I switched the GPUs, booted High Sierra and the RX 570 just worked. No extra settings needed. I did not even need to uninstall the web drivers in advance. I did it after booting with the RX 570.
Update to Mojave
I did a full disk backup with CloneZilla and updated to Mojave. The update went fine, no problems during the process.
The only thing that did not work right a way was sound. The Clover ALC script I used in High Sierra to get my ALC887 working is no longer supported in Mojave.
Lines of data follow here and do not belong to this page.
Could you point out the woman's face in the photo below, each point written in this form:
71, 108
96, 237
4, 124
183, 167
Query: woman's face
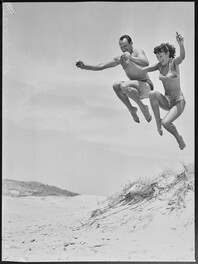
163, 57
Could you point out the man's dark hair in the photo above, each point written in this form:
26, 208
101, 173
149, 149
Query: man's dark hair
165, 47
127, 37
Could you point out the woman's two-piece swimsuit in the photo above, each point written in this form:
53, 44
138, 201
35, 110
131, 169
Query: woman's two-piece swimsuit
172, 99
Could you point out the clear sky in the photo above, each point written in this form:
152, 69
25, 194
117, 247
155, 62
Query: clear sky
65, 126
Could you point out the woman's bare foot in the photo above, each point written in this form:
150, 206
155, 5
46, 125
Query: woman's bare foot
159, 127
134, 115
181, 142
146, 113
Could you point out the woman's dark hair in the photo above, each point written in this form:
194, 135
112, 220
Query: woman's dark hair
127, 37
165, 47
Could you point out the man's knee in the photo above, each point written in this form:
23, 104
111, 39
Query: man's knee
153, 94
165, 123
116, 86
124, 88
129, 90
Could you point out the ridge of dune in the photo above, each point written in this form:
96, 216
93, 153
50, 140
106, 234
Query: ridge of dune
148, 220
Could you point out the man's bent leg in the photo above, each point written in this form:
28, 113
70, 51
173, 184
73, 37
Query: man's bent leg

To get your sound working in Mojave you now have to use AppleALC, which is a Lilu plugin and supports a lot of sound card codecs. My ALC887 is directly supported so I just installed the kext using Kext Utility without any modifications and the sound started working after restart, both playback and recording, using my gaming headset.
Mojave disabled subpixel antialiasing, so if you use a low resolution display, like FullHD, all the fonts look terrible. I run and old FullHD display next to a 4K display and it was really visible. Running defaults write -g CGFontRenderingFontSmoothingDisabled -bool NO
and rebooting macOS made it better but it still feels off.
RX 570 in Windows 10
The AMD drivers are notoriously bad, especially for gaming when you will get a few more FPS in some game but a huge FPS drop in others.
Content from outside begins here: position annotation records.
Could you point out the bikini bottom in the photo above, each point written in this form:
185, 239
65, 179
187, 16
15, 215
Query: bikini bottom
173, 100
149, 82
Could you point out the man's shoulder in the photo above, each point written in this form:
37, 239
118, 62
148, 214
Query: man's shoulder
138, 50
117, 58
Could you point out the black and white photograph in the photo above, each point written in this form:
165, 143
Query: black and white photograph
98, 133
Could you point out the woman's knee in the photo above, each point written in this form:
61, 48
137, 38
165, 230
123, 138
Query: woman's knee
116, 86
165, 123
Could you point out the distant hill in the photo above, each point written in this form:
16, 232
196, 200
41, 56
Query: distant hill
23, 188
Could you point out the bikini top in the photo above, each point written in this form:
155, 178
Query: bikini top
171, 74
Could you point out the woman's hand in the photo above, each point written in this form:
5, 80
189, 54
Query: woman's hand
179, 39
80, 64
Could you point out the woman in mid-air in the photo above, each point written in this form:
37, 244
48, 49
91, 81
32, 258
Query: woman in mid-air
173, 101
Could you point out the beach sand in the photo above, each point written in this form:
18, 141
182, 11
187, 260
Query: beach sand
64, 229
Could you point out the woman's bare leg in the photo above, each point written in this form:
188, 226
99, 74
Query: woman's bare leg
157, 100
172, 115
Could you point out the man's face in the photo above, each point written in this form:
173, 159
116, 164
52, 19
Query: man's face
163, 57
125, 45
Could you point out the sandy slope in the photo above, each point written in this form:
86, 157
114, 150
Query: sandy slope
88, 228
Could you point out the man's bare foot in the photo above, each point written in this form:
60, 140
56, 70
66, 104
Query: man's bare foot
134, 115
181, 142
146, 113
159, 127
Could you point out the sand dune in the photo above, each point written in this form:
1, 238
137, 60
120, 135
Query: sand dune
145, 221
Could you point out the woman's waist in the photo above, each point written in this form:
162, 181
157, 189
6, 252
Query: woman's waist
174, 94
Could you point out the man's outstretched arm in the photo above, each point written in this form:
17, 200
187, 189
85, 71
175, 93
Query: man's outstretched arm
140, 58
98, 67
You will also encounter additional problems. When Windows 10 is booting, both my displays show the Windows logo. After the boot is complete, the second display connected via DVI just turns off and it is not even detected by Windows 10. There are many users on the AMD forums and Reddit complaining about this issue but with no solution.
Using a DisplayPort to DVI dongle hepled, but the GPU has a DVI port so it should work directly. Especially when it works in macOS and before Windows 10 is booted, meaning it is a driver issue.
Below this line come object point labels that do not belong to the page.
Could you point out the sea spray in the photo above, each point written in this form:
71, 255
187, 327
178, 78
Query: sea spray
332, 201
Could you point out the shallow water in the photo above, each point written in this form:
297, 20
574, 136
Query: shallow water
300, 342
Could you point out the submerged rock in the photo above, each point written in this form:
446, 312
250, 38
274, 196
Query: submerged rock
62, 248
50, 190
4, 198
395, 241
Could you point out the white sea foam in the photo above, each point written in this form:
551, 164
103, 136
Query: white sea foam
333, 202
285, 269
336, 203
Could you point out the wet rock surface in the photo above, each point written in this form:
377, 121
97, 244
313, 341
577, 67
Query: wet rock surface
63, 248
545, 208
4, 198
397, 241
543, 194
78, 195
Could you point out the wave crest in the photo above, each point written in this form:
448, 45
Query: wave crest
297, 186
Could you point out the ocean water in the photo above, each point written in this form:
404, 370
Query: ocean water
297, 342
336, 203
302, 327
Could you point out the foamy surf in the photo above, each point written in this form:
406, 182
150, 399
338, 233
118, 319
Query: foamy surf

Or when I keep my VR headset connected to HDMI when I sleep the computer, does not matter if it is booted to Windows 10 or Mojave, both displays are black when I wake it up and only a restart helps.
I never had such problems with any NVIDIA GPU.
Conclusion
The AMD GPUs are good enough for driving your (4K) displays in macOS, you basically have no other choice when you need to run Mojave. They work out of the box, no extra steps needed.
If you dual boot to Windows on your Hackintosh, the experience there will not be ideal, quite worse than using a NVIDIA GPU.